February 23, 2006
Northern Beaches police have been called to a waterway at Cromer after receiving reports a crocodile was sighted eating carp [Pestiferous vermin. Goodonya crockie!] in a natural spring in an industrial unit block on South Creek Road.
Australian Reptile Park operations manager Craig Adams, who saw the reptile last night, identified it as an estuarine crocodile, commonly known as a "saltie".
The species is responsible for all fatal crocodile attacks on humans in Australia and can grow to at least six metres. Mr Adams said "If I was going to speculate, I'd say a kid's chucked it in there who got it off a mate, who got it when he was up north and brought it home as a hatchling, held onto it for a while and then maybe (his) dad said, `look, you've gotta get rid of that'."

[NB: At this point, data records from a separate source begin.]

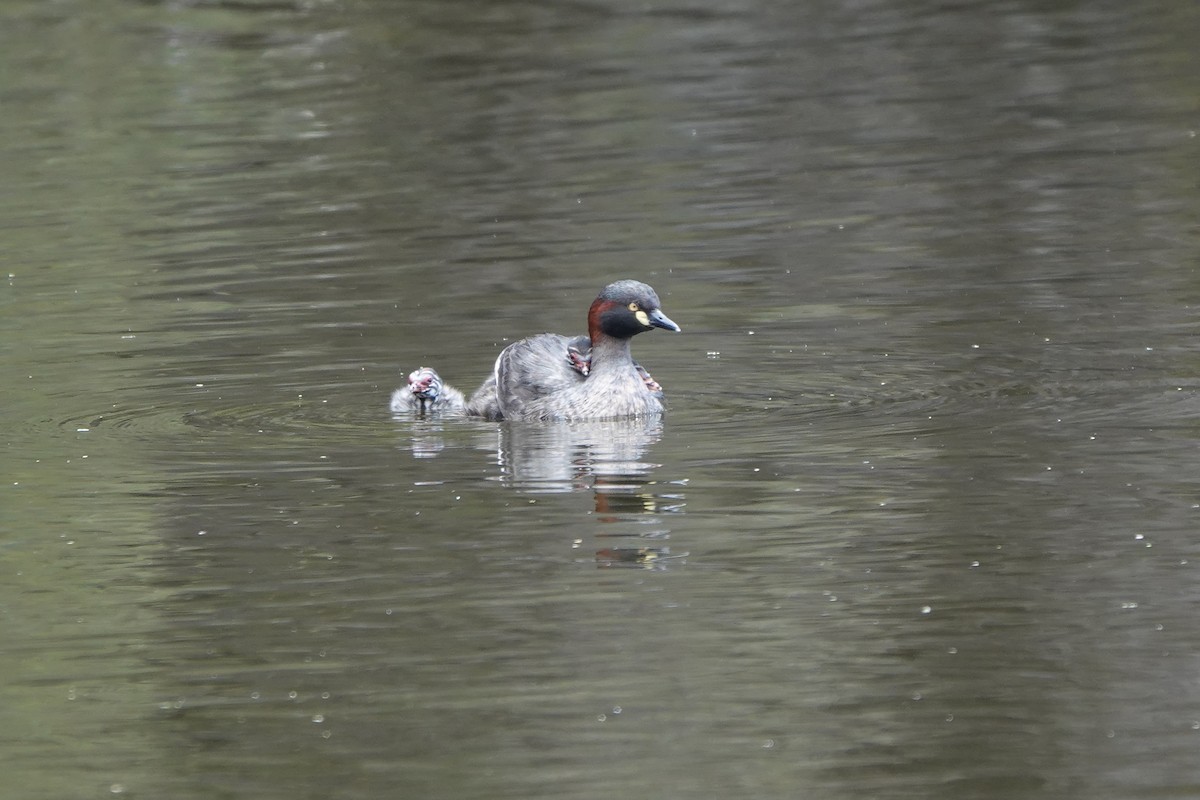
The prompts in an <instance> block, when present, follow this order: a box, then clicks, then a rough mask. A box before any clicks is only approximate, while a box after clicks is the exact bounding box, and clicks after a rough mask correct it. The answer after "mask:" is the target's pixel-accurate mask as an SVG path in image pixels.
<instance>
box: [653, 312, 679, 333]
mask: <svg viewBox="0 0 1200 800" xmlns="http://www.w3.org/2000/svg"><path fill="white" fill-rule="evenodd" d="M646 315H647V317H649V319H650V326H652V327H664V329H666V330H668V331H674V332H676V333H678V332H679V331H680V330H683V329H680V327H679V326H678V325H676V324H674V323H672V321H671V319H670V318H668V317H667V315H666V314H664V313H662V312H661V311H659V309H658V308H655V309H654V311H652V312H648V313H647V314H646Z"/></svg>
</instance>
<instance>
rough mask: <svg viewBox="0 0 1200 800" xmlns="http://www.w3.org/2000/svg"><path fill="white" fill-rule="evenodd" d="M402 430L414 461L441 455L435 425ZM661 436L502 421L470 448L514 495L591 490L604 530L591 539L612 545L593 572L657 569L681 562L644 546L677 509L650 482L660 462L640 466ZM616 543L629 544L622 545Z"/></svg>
mask: <svg viewBox="0 0 1200 800" xmlns="http://www.w3.org/2000/svg"><path fill="white" fill-rule="evenodd" d="M409 431H410V435H412V440H410V441H412V445H410V446H412V451H413V456H414V457H415V458H432V457H437V456H438V455H439V453H440V452H442V450H443V447H444V443H443V439H442V434H443V429H442V425H440V422H438V421H433V420H421V421H420V423H419V425H414V426H413V427H412V428H409ZM661 438H662V421H661V420H660V419H625V420H605V421H587V422H551V423H523V422H510V423H502V425H498V426H494V427H491V426H488V429H487V431H486V432H485V433H484V434H482V437H481V438H480V439H479V440H478V445H476V446H478V447H479V449H480V450H486V451H490V452H494V453H496V463H497V464H498V465H499V474H498V475H497V476H496V480H498V481H500V482H502V483H503V485H504V486H506V487H509V488H511V489H514V491H516V492H520V493H522V494H553V493H569V492H592V497H593V503H594V505H593V507H594V510H595V517H594V519H595V521H596V522H599V523H604V524H605V525H606V528H607V530H606V531H605V533H601V534H598V536H600V537H606V539H612V540H613V545H612V546H608V547H605V548H602V549H600V551H598V552H596V553H595V560H596V564H598V565H599V566H604V567H611V566H626V567H628V566H635V567H650V569H664V567H665V566H666V565H667V564H668V563H672V561H677V560H679V559H682V558H683V557H680V555H672V554H671V552H670V548H667V547H666V546H665V545H658V543H654V545H648V543H647V540H659V541H664V540H666V539H667V537H668V531H667V530H666V529H662V528H661V527H660V524H659V522H660V519H661V516H662V515H667V513H677V512H679V511H680V510H682V509H683V497H682V495H680V494H679V493H678V492H674V491H664V489H665V488H666V487H667V486H670V483H664V481H661V480H656V479H655V476H654V473H655V471H656V470H658V469H659V467H660V464H655V463H652V462H649V461H647V452H648V450H649V449H650V446H653V445H654V444H655V443H658V441H659V440H660V439H661ZM622 540H624V541H628V542H630V543H631V545H636V546H634V547H626V546H622ZM580 543H582V540H577V542H576V546H578V545H580Z"/></svg>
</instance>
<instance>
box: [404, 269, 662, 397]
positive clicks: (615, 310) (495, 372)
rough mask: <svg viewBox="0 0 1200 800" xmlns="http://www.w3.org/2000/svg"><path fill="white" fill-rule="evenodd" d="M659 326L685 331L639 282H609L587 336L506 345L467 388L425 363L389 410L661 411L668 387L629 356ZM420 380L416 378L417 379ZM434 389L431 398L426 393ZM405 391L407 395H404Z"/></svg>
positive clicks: (597, 306)
mask: <svg viewBox="0 0 1200 800" xmlns="http://www.w3.org/2000/svg"><path fill="white" fill-rule="evenodd" d="M655 327H662V329H665V330H668V331H679V326H678V325H676V324H674V323H673V321H671V320H670V319H668V318H667V317H666V314H664V313H662V311H661V309H660V308H659V296H658V295H656V294H655V293H654V289H652V288H650V287H648V285H646V284H644V283H641V282H638V281H618V282H616V283H610V284H608V285H607V287H605V288H604V291H601V293H600V296H598V297H596V299H595V301H594V302H593V303H592V308H590V309H589V311H588V336H586V337H582V336H581V337H576V338H569V337H565V336H559V335H557V333H540V335H538V336H530V337H529V338H524V339H521V341H518V342H515V343H512V344H510V345H509V347H506V348H504V350H503V351H502V353H500V355H499V357H497V359H496V366H494V368H493V369H492V375H491V377H490V378H488V379H487V380H485V381H484V384H482V385H481V386H480V387H479V389H478V390H475V393H474V395H472V397H470V399H469V401H466V403H463V401H462V393H461V392H458V391H457V390H456V389H454V387H452V386H450V385H449V384H444V383H442V379H440V377H439V375H438V374H437V372H434V371H433V369H431V368H428V367H422V368H421V369H418V371H416V372H414V373H413V374H412V375H409V386H408V387H401V389H397V390H396V392H394V393H392V399H391V410H392V411H394V413H397V411H407V410H418V411H442V413H448V414H469V415H472V416H481V417H485V419H488V420H611V419H620V417H630V416H654V415H659V414H661V413H662V387H661V386H659V384H658V383H656V381H655V380H654V379H653V378H652V377H650V374H649V373H648V372H646V369H643V368H642V367H641V366H640V365H637V363H636V362H635V361H634V359H632V355H631V354H630V342H631V339H632V338H634V337H635V336H636V335H638V333H641V332H643V331H648V330H652V329H655ZM414 377H415V383H414ZM426 386H428V387H436V392H434V395H433V401H432V403H430V404H428V405H426V404H421V399H422V398H421V393H422V392H427V391H428V389H426ZM406 392H407V395H406Z"/></svg>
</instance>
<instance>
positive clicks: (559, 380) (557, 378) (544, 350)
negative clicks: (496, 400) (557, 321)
mask: <svg viewBox="0 0 1200 800" xmlns="http://www.w3.org/2000/svg"><path fill="white" fill-rule="evenodd" d="M570 343H571V339H568V338H566V337H565V336H559V335H557V333H539V335H538V336H530V337H529V338H526V339H521V341H520V342H514V343H512V344H510V345H509V347H506V348H504V350H503V351H502V353H500V355H499V357H498V359H496V393H497V401H498V403H499V408H500V411H502V413H503V415H504V419H506V420H521V419H527V417H529V416H535V415H536V413H535V411H534V410H533V407H534V405H536V404H538V403H539V401H541V399H544V398H545V397H547V396H550V395H553V393H556V392H560V391H564V390H566V389H570V387H572V386H577V385H578V384H581V383H583V381H584V378H583V375H581V374H580V373H578V372H577V371H576V369H574V368H572V367H571V362H570V360H569V359H568V351H566V348H568V345H569V344H570Z"/></svg>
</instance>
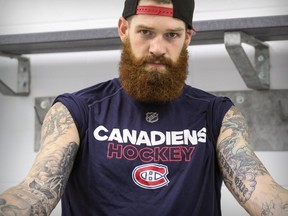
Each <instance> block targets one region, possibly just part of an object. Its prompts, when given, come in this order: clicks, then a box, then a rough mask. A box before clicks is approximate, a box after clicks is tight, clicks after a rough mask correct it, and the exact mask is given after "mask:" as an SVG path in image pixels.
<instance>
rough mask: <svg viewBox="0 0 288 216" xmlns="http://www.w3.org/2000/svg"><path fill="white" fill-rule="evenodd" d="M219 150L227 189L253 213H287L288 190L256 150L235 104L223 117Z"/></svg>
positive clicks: (222, 169)
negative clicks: (274, 179)
mask: <svg viewBox="0 0 288 216" xmlns="http://www.w3.org/2000/svg"><path fill="white" fill-rule="evenodd" d="M216 151H217V158H218V163H219V167H220V170H221V172H222V175H223V180H224V182H225V184H226V186H227V188H228V189H229V190H230V192H231V193H232V194H233V196H234V197H235V198H236V199H237V200H238V202H239V203H240V204H241V205H242V206H243V207H244V208H245V209H246V210H247V211H248V212H249V213H250V214H251V215H287V213H288V193H287V191H286V190H285V189H283V188H282V187H281V186H279V185H278V184H277V183H276V182H275V181H274V180H273V178H272V177H271V175H270V174H269V172H268V171H267V169H266V168H265V166H264V165H263V163H262V162H261V161H260V160H259V158H258V157H257V156H256V154H255V153H254V151H253V149H252V147H251V144H250V135H249V129H248V126H247V122H246V120H245V118H244V116H243V115H242V113H241V112H240V111H239V110H238V109H237V108H236V107H234V106H233V107H231V108H230V110H229V111H228V112H227V113H226V115H225V117H224V119H223V122H222V127H221V131H220V135H219V137H218V141H217V147H216ZM270 208H271V209H270ZM267 212H270V213H271V214H270V213H269V214H267Z"/></svg>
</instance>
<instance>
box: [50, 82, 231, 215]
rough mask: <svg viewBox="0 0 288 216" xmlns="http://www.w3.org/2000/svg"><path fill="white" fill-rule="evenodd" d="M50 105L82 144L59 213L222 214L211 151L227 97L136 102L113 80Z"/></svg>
mask: <svg viewBox="0 0 288 216" xmlns="http://www.w3.org/2000/svg"><path fill="white" fill-rule="evenodd" d="M56 101H60V102H62V103H63V104H64V105H65V106H66V107H67V108H68V110H69V111H70V113H71V115H72V117H73V119H74V121H75V124H76V126H77V129H78V132H79V136H80V140H81V141H80V146H79V151H78V154H77V156H76V159H75V162H74V166H73V169H72V172H71V175H70V178H69V180H68V184H67V187H66V188H65V191H64V194H63V196H62V215H64V216H72V215H77V216H78V215H79V216H82V215H85V216H89V215H93V216H118V215H119V216H120V215H121V216H132V215H133V216H147V215H149V216H217V215H221V209H220V190H221V184H222V177H221V174H220V170H219V169H218V166H217V158H216V151H215V145H216V141H217V137H218V135H219V131H220V127H221V123H222V120H223V117H224V115H225V113H226V112H227V111H228V109H229V108H230V107H231V106H232V102H231V101H230V100H229V99H228V98H224V97H216V96H214V95H211V94H209V93H207V92H204V91H202V90H199V89H196V88H193V87H191V86H188V85H185V87H184V89H183V92H182V95H181V96H180V97H179V98H177V99H176V100H174V101H172V102H167V103H162V104H161V103H159V104H149V103H140V102H137V101H135V100H134V99H133V98H131V97H129V96H128V95H127V94H126V93H125V91H124V90H123V89H122V87H121V84H120V81H119V80H118V79H114V80H110V81H107V82H103V83H100V84H97V85H95V86H92V87H89V88H86V89H84V90H81V91H78V92H76V93H73V94H63V95H60V96H58V97H57V99H56V100H55V102H56Z"/></svg>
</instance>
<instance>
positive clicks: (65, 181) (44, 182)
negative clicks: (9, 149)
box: [0, 103, 79, 215]
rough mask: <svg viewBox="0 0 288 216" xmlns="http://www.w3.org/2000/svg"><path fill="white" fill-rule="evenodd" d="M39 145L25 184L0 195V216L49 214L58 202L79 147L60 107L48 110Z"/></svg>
mask: <svg viewBox="0 0 288 216" xmlns="http://www.w3.org/2000/svg"><path fill="white" fill-rule="evenodd" d="M41 145H42V146H41V149H40V151H39V153H38V154H37V157H36V159H35V162H34V164H33V166H32V168H31V170H30V172H29V173H28V175H27V177H26V178H25V179H24V181H23V182H21V183H20V184H19V185H17V186H15V187H13V188H11V189H9V190H7V191H6V192H4V193H3V194H2V195H1V196H0V215H42V214H43V215H49V214H50V212H51V211H52V210H53V208H54V207H55V206H56V205H57V203H58V201H59V200H60V197H61V196H62V194H63V191H64V188H65V185H66V183H67V181H68V178H69V175H70V172H71V170H72V167H73V163H74V159H75V157H76V154H77V151H78V147H79V135H78V131H77V128H76V125H75V123H74V121H73V118H72V117H71V115H70V113H69V111H68V110H67V108H66V107H65V106H64V105H63V104H61V103H56V104H55V105H53V107H51V109H50V110H49V111H48V113H47V115H46V117H45V120H44V122H43V126H42V132H41Z"/></svg>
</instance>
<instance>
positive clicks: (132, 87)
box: [119, 40, 188, 103]
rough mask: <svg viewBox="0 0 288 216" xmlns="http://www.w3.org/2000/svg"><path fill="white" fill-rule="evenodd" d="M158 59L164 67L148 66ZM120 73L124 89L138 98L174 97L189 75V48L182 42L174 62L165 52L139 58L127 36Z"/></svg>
mask: <svg viewBox="0 0 288 216" xmlns="http://www.w3.org/2000/svg"><path fill="white" fill-rule="evenodd" d="M155 61H158V62H160V63H161V64H164V65H165V71H163V69H162V70H161V71H160V70H157V69H155V70H147V69H146V68H147V63H151V62H155ZM145 67H146V68H145ZM119 73H120V81H121V84H122V87H123V89H124V90H125V92H126V93H127V94H128V95H129V96H131V97H133V98H134V99H135V100H138V101H141V102H147V103H151V102H152V103H155V102H168V101H172V100H174V99H175V98H177V97H179V96H180V95H181V92H182V89H183V86H184V83H185V80H186V78H187V75H188V51H187V49H186V47H184V46H183V49H182V51H181V53H180V56H179V58H178V60H177V61H176V62H175V63H173V62H172V61H171V60H170V59H167V58H165V57H163V56H161V57H154V56H148V57H144V58H141V59H136V57H135V56H134V55H133V53H132V50H131V47H130V43H129V41H128V40H127V41H126V42H125V43H123V51H122V54H121V61H120V65H119Z"/></svg>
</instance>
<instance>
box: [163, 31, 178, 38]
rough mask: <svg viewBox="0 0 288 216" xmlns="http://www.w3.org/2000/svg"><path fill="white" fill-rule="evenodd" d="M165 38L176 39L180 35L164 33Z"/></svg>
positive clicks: (170, 33) (172, 33) (174, 33)
mask: <svg viewBox="0 0 288 216" xmlns="http://www.w3.org/2000/svg"><path fill="white" fill-rule="evenodd" d="M165 36H166V38H168V39H174V38H178V37H179V36H180V35H179V33H176V32H169V33H166V35H165Z"/></svg>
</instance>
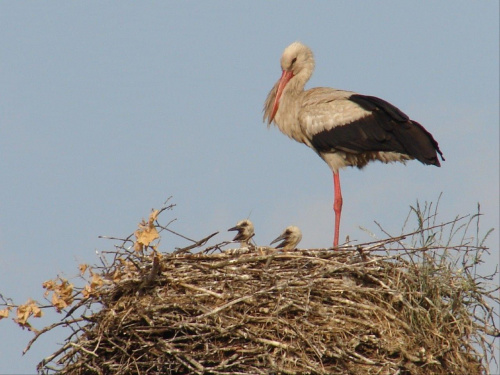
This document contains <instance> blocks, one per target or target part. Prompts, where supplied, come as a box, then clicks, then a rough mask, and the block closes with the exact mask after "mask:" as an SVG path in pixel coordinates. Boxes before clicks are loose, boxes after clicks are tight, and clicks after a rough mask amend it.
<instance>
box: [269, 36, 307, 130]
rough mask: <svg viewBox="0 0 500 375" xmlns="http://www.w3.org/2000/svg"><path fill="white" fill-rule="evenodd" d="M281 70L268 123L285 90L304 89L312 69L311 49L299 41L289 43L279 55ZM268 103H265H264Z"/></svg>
mask: <svg viewBox="0 0 500 375" xmlns="http://www.w3.org/2000/svg"><path fill="white" fill-rule="evenodd" d="M281 70H282V73H281V78H280V80H279V81H278V83H277V88H276V95H275V97H274V103H273V109H272V111H271V113H270V115H269V117H268V123H271V122H272V121H273V119H274V116H275V115H276V112H278V108H279V103H280V99H281V96H282V95H283V93H284V92H285V90H286V89H287V90H295V91H299V92H300V91H302V90H304V86H305V84H306V82H307V81H308V80H309V78H311V75H312V73H313V71H314V56H313V53H312V51H311V49H310V48H309V47H307V46H305V45H304V44H302V43H300V42H294V43H292V44H290V45H289V46H288V47H286V48H285V51H283V55H282V56H281ZM275 87H276V86H275ZM273 91H274V88H273ZM269 104H270V103H266V105H269ZM266 112H267V111H266ZM267 114H268V113H267Z"/></svg>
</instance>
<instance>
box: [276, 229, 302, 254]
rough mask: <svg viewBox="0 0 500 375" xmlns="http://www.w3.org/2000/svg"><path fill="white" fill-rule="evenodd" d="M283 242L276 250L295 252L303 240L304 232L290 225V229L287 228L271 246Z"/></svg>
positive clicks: (278, 245) (281, 243)
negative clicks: (289, 250)
mask: <svg viewBox="0 0 500 375" xmlns="http://www.w3.org/2000/svg"><path fill="white" fill-rule="evenodd" d="M281 240H283V242H281V243H280V244H279V245H278V246H276V249H280V248H281V249H283V251H289V250H293V249H295V248H296V247H297V245H298V244H299V242H300V241H301V240H302V232H301V231H300V229H299V228H298V227H296V226H295V225H290V226H289V227H286V228H285V230H284V231H283V233H281V234H280V236H279V237H277V238H275V239H274V240H273V242H271V245H272V244H273V243H276V242H278V241H281Z"/></svg>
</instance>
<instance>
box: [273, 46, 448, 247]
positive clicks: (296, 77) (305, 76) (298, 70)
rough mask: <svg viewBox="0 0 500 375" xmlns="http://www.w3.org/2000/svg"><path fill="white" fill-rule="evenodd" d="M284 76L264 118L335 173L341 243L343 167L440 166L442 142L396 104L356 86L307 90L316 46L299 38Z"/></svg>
mask: <svg viewBox="0 0 500 375" xmlns="http://www.w3.org/2000/svg"><path fill="white" fill-rule="evenodd" d="M281 69H282V75H281V78H280V79H279V81H278V82H276V84H275V85H274V87H273V88H272V89H271V91H270V92H269V95H268V96H267V99H266V102H265V104H264V121H267V123H268V127H269V126H270V124H271V122H274V123H275V124H276V125H277V126H278V128H279V129H280V130H281V132H282V133H284V134H286V135H287V136H289V137H290V138H293V139H295V140H296V141H297V142H300V143H304V144H305V145H307V146H309V147H311V148H312V149H313V150H314V151H316V153H317V154H318V155H319V156H320V157H321V158H322V159H323V160H324V161H325V162H326V163H327V164H328V166H329V167H330V169H331V170H332V172H333V181H334V204H333V209H334V211H335V234H334V238H333V246H334V247H338V241H339V228H340V214H341V212H342V193H341V190H340V179H339V170H340V169H342V168H345V167H349V166H351V167H354V166H355V167H358V168H360V169H361V168H363V167H364V166H365V165H366V164H367V163H369V162H370V161H373V160H380V161H381V162H384V163H390V162H395V161H399V162H402V163H405V161H406V160H411V159H417V160H418V161H420V162H422V163H423V164H430V165H435V166H437V167H439V166H440V163H439V159H438V156H437V153H439V155H440V156H441V159H442V160H444V158H443V154H442V153H441V150H440V149H439V146H438V143H437V142H436V140H435V139H434V138H433V136H432V134H430V133H429V132H428V131H427V130H425V128H424V127H423V126H422V125H420V124H419V123H418V122H416V121H412V120H410V118H409V117H408V116H407V115H405V114H404V113H403V112H401V111H400V110H399V109H398V108H396V107H395V106H393V105H392V104H390V103H388V102H386V101H385V100H382V99H380V98H377V97H374V96H366V95H359V94H356V93H354V92H352V91H344V90H337V89H333V88H328V87H317V88H313V89H310V90H307V91H304V86H305V84H306V82H307V81H308V80H309V78H310V77H311V75H312V73H313V71H314V57H313V53H312V51H311V50H310V49H309V48H308V47H307V46H305V45H303V44H302V43H300V42H295V43H292V44H291V45H289V46H288V47H287V48H286V49H285V51H284V52H283V55H282V56H281Z"/></svg>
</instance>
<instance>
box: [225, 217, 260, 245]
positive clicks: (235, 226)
mask: <svg viewBox="0 0 500 375" xmlns="http://www.w3.org/2000/svg"><path fill="white" fill-rule="evenodd" d="M233 230H235V231H238V233H236V236H234V238H233V241H237V242H239V243H240V246H241V247H248V246H249V245H250V240H251V239H252V237H253V236H254V235H255V231H254V227H253V223H252V222H251V221H250V220H248V219H245V220H241V221H238V223H236V226H234V227H232V228H229V229H228V231H233Z"/></svg>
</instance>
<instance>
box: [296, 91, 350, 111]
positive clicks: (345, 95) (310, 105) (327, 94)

He said it would be a "wonderful attraction" for a northern beaches cafe. "(But) it just won't survive the winter unfortunately."
The small crocodile is believed to have spent several months at the natural spring, surviving on a plentiful supply of carp and managing to evade any attempts to catch it. The croc's digs are located at the front of an industrial unit block, and visible from the street.
Cromer cafe owner Silvano Morello, who first spotted the crocodile, was among dozens of people hoping for a glimpse of the eatery's newest neighbour today. Ms Morello said her friends thought she was mad or "had had too much to drink" when she first mentioned the sighting.
Schoolchildren squealed and mums and dads took photographs with cameras and mobile phones today as the reptile teased the crowd with brief moments above the water and on the bank.
Police working with Australian Reptile Park staff were unsuccessful in catching the crocodile last night, but will make another attempt tonight
Once captured, the reptile will be placed in a suitable animal park.